As Martin, my strawberry-blonde, two-and-a-half year-old bundle of energy, continued lining up little cars the length of the carpet, I watched intently, hoping that the kind lady who interviewed us would return to tell me that we had nothing to worry about: Martin would be just fine. I knew, though, that this interview would not likely end so well. Still, I could not have been less prepared for the news: “Your son is developmentally 12 to 18 months old.” I couldn’t breathe. I think I nodded, and I know someone gave me some tissues, but I do not remember anything that was said to me after that.
In that moment, 17 years ago, everything we thought our lives would be, changed. Today, Martin is a happy young man. At age 19 and a half, he is developmentally 10 to 12 years old. Yet he attends a job training school, from which he works as a janitor two hours a day at a police station. He has friends he sees at school, and he loves going to church. Sunday morning Liturgy is his favorite. Since he knows the service intimately, he chants along and gives himself over to the work of worship with joy. He is quite a blessing to us, and it is now difficult for me to think of my beautiful son apart from his autism. He is exactly as our Lord God intended him to be.

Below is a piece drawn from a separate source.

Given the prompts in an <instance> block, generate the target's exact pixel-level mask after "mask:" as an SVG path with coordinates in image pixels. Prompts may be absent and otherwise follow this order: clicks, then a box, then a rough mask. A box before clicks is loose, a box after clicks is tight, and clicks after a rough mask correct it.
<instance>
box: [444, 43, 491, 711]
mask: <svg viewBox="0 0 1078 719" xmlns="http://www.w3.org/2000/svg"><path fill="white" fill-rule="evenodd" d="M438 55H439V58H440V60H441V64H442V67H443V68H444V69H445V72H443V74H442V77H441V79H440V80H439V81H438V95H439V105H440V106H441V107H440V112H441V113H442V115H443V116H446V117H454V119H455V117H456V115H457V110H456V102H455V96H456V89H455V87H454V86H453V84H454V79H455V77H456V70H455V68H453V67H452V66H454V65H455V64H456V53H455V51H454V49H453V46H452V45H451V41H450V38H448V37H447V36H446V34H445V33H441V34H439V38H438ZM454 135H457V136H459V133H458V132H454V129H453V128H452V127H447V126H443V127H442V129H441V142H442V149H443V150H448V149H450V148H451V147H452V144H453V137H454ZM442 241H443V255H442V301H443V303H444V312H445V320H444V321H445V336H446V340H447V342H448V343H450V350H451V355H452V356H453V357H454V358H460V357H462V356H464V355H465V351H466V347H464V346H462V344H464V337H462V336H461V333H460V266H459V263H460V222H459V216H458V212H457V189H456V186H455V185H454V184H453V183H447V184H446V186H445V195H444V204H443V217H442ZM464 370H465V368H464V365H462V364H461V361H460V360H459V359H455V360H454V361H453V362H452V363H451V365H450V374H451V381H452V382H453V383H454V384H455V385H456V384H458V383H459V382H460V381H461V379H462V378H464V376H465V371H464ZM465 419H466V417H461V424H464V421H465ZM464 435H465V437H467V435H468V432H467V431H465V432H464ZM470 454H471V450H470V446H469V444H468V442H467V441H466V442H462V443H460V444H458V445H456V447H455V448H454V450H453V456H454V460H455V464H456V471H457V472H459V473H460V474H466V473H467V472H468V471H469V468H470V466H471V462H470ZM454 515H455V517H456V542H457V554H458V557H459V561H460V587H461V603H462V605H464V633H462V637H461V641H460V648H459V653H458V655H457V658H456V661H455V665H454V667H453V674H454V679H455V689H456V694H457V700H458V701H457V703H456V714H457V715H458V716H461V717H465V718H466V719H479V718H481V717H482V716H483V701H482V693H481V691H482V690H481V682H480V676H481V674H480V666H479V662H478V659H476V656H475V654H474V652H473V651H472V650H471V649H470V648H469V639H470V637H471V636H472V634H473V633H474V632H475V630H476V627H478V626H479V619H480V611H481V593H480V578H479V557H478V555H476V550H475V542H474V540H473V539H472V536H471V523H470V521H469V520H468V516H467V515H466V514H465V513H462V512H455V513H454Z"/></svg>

Martin is not unique, however. In our parishes, in our communities, in our dioceses, in our archdiocese, in our patriarchate, and in the world at large, children like Martin and their families suffer from the effects of their disabilities with few resources to help them. This year the Antiochian Women, with the blessing of His Eminence Metropolitan Phillip, have launched a new project, “Children with Special Needs.” Our son’s story may give you some idea of how such a project can help these special children.